I've been training in System for about a year and a half.  It is a truly extraordinary art.  The most complete I've seen.  Just a little background on myself.  I am a black belt and instructor in an art very similar to JKDC and I hold a purple belt in BJJ.  The advanced practitioners of this art are softer and more sensitive than any of the Wing Chun players I've worked with; their knife work seems to be more effective than anything I've seen in the Philipino arts; and their groundwork was at the very least better than mine.  I am not slamming any of these arts.  I've practiced them for years and loved every minute of it.  Just trying to give you some insight into this art from my own experience.


----------



## NYCRonin (Aug 9, 2004)

"Is it any good"? Hard to answer, except from ones own 'place'. As for this one, I have been involved in numerous m.arts - over the span of forty years. Along the 'way' - I have been LUCKY enough to have very sincere, experienced and notable guides. The numerous colored belts and gloves, sashes and certifications that accumulated over the years are really just cloth and paper -- it was the blood, sweat, toil, tears and laughter that was shared that made all the difference. I am a 19 year veteran of NYC law enforcement, and have been involved in 'action professions' for over 26 years total...and have been called upon to utilize the accumualted experience/martial many times- much, much more than my peers on my present job. 

I can state, without any reservation; that my time spent as a member of the Systema 'family' has been the most enjoyable and productive period of my life and martial study. Although I keep in touch with 'the arts' - Systema is the methodology that I have found to be most congurent with my personal warrior way-ist inclinations...and I will remain with The System for the remainder of my days.

Now, is it 'good' for you? I am a firm believer that Systema is NOT for everybodys tastes or desires. Only the individual martial artist can 'seek' out their 'best' way.
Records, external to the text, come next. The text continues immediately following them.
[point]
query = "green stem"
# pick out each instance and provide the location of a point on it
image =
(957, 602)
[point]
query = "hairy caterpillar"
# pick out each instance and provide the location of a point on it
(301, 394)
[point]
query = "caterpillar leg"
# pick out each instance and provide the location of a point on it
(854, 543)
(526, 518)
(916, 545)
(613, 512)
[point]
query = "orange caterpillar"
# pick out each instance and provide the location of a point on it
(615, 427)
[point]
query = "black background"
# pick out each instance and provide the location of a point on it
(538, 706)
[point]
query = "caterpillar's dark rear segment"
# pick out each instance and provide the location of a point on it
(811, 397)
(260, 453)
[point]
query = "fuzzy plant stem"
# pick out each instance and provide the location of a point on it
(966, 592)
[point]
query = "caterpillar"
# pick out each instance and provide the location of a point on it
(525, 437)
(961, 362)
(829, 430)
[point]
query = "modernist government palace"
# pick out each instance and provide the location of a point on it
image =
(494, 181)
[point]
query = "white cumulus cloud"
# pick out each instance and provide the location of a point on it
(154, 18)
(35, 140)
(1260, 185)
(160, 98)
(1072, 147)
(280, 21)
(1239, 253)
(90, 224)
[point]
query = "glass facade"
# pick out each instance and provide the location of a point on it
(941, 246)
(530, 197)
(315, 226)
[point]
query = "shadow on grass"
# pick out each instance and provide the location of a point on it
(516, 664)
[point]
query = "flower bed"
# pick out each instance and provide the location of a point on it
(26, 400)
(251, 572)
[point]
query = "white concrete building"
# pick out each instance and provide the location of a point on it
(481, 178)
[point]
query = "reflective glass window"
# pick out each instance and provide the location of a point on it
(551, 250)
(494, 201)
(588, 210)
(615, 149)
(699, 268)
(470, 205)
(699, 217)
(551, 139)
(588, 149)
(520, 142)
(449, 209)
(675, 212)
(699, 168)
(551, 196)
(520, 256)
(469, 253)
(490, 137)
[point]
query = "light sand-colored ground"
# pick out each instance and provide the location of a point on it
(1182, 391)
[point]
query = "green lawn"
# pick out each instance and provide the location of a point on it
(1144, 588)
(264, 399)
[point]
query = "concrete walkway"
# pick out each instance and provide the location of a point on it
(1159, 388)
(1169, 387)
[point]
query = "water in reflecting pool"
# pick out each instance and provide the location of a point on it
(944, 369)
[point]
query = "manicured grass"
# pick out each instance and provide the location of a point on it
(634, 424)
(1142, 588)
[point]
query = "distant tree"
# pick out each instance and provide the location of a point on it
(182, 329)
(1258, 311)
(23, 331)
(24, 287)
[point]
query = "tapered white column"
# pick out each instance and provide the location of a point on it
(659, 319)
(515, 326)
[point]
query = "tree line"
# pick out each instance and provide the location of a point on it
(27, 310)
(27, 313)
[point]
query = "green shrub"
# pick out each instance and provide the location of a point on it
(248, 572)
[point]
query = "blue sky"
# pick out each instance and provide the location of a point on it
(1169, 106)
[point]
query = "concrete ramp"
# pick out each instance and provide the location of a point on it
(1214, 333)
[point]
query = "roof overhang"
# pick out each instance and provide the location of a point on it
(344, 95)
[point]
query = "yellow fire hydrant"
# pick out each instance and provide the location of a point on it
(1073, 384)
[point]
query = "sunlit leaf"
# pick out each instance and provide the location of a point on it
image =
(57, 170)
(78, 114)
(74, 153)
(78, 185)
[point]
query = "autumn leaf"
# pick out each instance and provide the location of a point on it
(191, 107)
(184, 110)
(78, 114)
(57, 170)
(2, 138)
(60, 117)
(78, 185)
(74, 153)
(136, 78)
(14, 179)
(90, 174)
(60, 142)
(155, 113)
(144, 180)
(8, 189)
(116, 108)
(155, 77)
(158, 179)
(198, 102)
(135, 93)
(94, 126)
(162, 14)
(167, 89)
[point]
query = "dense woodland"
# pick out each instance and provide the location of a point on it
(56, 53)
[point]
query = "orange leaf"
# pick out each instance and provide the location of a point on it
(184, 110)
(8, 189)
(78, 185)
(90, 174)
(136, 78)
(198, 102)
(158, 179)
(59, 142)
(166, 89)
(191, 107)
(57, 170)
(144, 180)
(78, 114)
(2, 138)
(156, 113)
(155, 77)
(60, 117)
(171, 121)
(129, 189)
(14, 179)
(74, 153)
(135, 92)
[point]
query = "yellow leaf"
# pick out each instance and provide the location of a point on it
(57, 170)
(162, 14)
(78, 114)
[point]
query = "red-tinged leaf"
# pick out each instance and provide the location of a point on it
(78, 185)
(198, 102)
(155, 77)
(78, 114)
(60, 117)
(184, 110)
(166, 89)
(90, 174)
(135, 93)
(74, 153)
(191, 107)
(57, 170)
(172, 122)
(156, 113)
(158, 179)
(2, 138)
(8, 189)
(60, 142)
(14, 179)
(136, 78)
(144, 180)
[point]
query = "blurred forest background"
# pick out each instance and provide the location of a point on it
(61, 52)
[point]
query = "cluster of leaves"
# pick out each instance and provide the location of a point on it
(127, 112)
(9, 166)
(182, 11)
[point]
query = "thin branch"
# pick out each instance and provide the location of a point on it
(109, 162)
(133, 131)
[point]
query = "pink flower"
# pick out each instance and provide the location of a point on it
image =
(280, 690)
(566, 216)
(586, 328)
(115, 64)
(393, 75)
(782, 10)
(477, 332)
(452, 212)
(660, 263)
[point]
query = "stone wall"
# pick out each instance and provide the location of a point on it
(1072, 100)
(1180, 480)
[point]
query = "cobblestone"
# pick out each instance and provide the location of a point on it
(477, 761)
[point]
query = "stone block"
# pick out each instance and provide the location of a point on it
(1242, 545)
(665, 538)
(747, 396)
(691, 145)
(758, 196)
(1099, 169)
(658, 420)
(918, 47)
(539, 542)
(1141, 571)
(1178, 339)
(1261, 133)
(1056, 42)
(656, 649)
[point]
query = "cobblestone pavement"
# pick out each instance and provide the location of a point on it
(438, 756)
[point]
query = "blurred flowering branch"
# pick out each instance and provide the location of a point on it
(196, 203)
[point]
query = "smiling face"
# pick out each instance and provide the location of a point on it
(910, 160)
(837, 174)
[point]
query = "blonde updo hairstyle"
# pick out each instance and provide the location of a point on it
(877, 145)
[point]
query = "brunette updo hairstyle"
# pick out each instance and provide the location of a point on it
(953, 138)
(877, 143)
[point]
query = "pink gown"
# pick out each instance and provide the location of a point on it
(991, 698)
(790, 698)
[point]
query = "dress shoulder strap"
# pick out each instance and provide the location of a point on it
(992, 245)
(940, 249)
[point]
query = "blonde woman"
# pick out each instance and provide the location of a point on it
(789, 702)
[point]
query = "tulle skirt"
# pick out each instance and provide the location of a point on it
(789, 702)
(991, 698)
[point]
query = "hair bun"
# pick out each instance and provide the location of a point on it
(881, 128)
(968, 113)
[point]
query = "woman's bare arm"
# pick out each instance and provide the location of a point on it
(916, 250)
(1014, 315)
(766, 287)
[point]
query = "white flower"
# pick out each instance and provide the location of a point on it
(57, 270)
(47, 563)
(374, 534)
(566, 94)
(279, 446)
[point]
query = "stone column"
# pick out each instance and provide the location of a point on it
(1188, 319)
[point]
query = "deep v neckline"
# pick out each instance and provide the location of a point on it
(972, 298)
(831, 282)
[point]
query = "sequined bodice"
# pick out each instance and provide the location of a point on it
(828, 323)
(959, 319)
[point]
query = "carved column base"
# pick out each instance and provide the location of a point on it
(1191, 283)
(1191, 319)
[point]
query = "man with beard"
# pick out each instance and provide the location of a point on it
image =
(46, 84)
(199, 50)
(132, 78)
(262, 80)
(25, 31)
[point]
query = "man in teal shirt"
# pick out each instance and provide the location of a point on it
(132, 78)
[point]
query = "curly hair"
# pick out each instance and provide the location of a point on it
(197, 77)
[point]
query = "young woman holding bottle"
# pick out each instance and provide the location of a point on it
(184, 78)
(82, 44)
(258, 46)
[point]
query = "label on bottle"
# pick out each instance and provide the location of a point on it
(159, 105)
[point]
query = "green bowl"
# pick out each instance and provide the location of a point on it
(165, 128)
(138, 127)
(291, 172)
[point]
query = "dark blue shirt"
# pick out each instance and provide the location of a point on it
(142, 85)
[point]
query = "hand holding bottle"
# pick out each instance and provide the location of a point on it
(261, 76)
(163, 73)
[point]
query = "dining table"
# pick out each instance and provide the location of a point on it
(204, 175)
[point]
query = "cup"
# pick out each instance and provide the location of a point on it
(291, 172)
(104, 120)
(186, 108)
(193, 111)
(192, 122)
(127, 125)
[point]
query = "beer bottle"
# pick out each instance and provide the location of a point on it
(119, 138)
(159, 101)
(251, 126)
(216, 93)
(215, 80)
Only you can find your way 'home'. So said, I would recommend you taste the Systems 'cup of tea'...and decide for yourself, firsthand - up close and personal; and then decide for yourself. No one else is 'you'...none of us wear your skin nor walk your individual path to personal protection effectiveness or life fullfillment.

You asked your question...but only you can truly answer it.
Self knowledge, firsthand experience is truly the only valid understanding one can hope for.


----------